Stratco's impressive expansion could be a model for many other women-owned businesses, particularly those that are now 5 to 10 years old. These companies "are really poised for growth," says Carol M. Crockett, director of the Office of Women's Business Ownership at the U.S. Small Business Administration. "We're going to see some of those become major players in the marketplace in the next decade."

Many of those major players will emerge from businesses now being formed. Women's business ownership is "obviously the fastest-growing segment of entrepreneurship," says Fran Jabara, director of the Center for Entrepreneurship at Wichita State University, in Wichita, Kan. "The thing I'm seeing is that the level of enthusiasm is seemingly accelerating."

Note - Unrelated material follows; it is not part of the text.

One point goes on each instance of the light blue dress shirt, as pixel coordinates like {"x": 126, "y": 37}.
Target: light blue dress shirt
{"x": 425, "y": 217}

In 1972, women owned less than 5 percent of American businesses. The rapid increase to ownership of 30 percent of the country's sole proprietorships by 1986, the last year for which figures are available, has prompted some predictions that by the turn of the century, women will own 50 percent of the small businesses in America.

"If this growth continues at the same rate," SBA's Carol Crockett said last year, "it is anticipated that women will comprise half of all self-employed people by the year 2000." And in "New Economic Realities: The Rise of Women Enterpreneurs," a report of the Committee on Small Business of the U.S. House of Representatives, Rep. John J. LaFalce, committee chairman, stated that women "could well own and operate 50 percent of the nation's businesses by the year 2000."

"That wouldn't surprise me," says Peggy Leonard, president of the National Association of Women Business Owners (NAWBO). She cites the trend toward "coordinating work life with family life" as one of the factors that spur women to start their own companies.

Bruce D. Phillips, chief of the Data Base Branch of the SBA's Office of Advocacy, expects women to own closer to 40 percent of the country's small businesses by 2000. While women's business ownership as a share of the total is expected to continue to rise, he believes the unusually high rate of growth of the 1970s and early 1980s will slow down somewhat. Women's business ownership, he suggests, will follow the pattern of women's participation in the labor force, where increases have already begun to slow down.